Reynold Poernomo's cheesecake mousse recipe with blackberry compote and lemon pastry

Not your average cheesecake: Reynold Poernomo's fantastic twist on the classic dessert.
Not your average cheesecake: Reynold Poernomo's fantastic twist on the classic dessert. 

Why opt for a traditional cheesecake when you can make the MasterChef pastry master's citrus and blackberry spectacular?


Citrus cheesecake mousse

1.5 gelatine titanium sheets 

225g cream cheese

75g icing sugar 

75g milk 

150g crème fraiche 

75g sour cream 

Juice and zest of half a lime

Lemon pastry

45g icing sugar  

150g flour 

Zest of one lemon

Pinch of salt

75g unsalted cold butter 

1 egg yolk 

15g water 

Blackberry compote

300g frozen blackberries 

100g sugar 

20 ml lemon juice

2 strips of lemon peel 

200g water 

1g pectin (optional) 

To serve

Mint leaves

Freeze-dried blackberry

Orange segments


For citrus cheesecake mousse

1. Soak gelatine in cold water until softened. 

2. In a stand mixer with paddle attachment, place cream cheese and icing sugar. Paddle until cream cheese is well combined and fluffy. Meanwhile, gently heat milk in a saucepan and take off heat just before it starts simmering. Stir in gelatine until it dissolves, then pour this mixture slowly into the cream cheese mixture, mixing until smooth.

3. Once cream cheese is whipped, add in the creme fraiche, sour cream and lime juice with zest. Incorporate until the mixture is shiny.

4. Place the mixture in a container and leave in the fridge to set. Once set, transfer to a piping bag. 

For lemon pastry

5. Place dry ingredients together in a food processor. Then, while on low speed, add in butter to the mixture until it resembles a sand-like texture.

6. Add in egg yolk until combined, then slowly add water until a dough is formed.

7. Preheat oven to 160°C.

8. Roll the dough out until it is very thin (aim for a 1mm thickness) and bake for 6 to 8 minutes until golden.
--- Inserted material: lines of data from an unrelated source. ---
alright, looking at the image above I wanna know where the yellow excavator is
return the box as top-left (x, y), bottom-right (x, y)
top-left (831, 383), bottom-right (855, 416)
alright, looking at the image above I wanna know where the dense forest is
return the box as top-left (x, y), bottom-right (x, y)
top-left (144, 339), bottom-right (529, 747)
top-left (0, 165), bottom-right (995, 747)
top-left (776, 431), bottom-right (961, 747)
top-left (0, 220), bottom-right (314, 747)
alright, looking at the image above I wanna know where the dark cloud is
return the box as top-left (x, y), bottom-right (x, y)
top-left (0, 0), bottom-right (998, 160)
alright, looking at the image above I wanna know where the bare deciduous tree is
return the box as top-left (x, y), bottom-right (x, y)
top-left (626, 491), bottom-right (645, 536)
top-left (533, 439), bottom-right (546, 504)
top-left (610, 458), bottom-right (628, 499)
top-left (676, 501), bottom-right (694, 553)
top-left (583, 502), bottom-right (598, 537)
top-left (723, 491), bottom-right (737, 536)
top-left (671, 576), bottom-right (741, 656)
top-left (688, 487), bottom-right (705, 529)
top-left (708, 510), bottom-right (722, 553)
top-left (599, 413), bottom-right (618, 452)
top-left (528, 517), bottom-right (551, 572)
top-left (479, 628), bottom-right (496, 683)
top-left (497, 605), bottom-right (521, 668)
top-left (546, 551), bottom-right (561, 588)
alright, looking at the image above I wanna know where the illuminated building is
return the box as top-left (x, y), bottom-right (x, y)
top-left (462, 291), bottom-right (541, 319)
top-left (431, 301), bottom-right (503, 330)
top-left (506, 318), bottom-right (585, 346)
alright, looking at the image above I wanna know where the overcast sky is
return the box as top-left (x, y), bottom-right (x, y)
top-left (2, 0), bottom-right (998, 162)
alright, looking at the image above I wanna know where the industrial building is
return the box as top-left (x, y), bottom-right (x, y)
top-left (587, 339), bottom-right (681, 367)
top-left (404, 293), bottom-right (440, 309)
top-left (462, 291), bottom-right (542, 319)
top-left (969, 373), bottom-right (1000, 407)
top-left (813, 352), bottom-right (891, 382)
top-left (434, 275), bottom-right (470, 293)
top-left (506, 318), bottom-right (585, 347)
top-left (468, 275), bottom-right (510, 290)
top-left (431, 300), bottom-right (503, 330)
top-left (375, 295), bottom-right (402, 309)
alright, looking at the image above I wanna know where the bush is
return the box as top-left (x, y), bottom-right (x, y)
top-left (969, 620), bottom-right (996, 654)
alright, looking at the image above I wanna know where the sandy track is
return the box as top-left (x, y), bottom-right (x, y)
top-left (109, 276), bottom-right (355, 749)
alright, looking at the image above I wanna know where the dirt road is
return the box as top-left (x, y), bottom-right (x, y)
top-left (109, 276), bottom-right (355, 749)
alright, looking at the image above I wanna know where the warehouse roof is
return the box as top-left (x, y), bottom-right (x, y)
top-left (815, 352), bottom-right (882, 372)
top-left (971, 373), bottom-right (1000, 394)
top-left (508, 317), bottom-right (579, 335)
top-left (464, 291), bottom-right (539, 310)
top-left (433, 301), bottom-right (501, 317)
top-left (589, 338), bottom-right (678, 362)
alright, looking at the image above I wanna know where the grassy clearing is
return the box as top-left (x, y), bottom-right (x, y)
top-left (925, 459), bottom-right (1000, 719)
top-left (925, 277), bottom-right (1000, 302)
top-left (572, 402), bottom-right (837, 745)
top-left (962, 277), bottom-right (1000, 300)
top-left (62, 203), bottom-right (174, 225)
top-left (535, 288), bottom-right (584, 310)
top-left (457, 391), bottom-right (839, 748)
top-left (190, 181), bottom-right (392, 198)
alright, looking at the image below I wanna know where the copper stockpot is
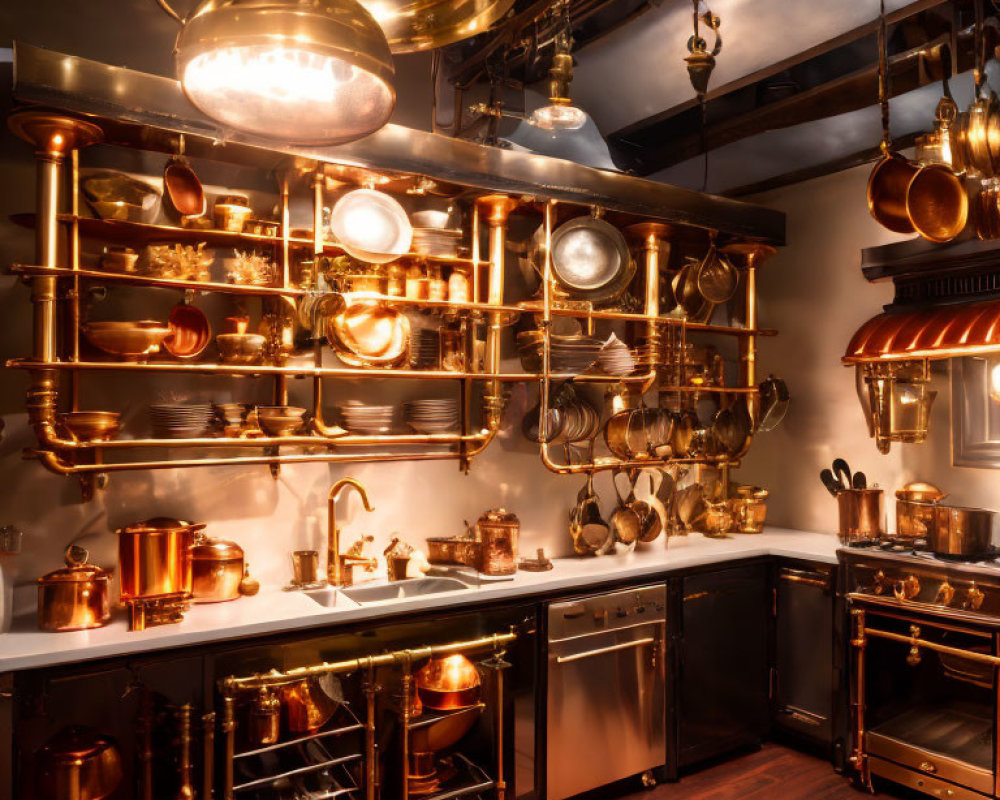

Break into large pieces and set aside. 

For blackberry compote

9. Place blackberries, sugar, lemon juice, peel and water in a pot and cook over low heat. Continue to cook for 30-45 minutes, ensuring there is enough water so the mixture doesn't burn.

10. Remove the peel and whisk in pectin. Continue to cook until the mixture thickens to a jam-like texture. Then set aside to cool down. 

To serve

Pipe three dollops of cheesecake mousse on the centre of the plate next to each other, almost in a straight line. Then spoon dollops of blackberry compote on top of the mousse. Place shards of lemon pastry on top of the mousse and garnish with mint leaves, freeze-dried blackberry and fresh orange segments.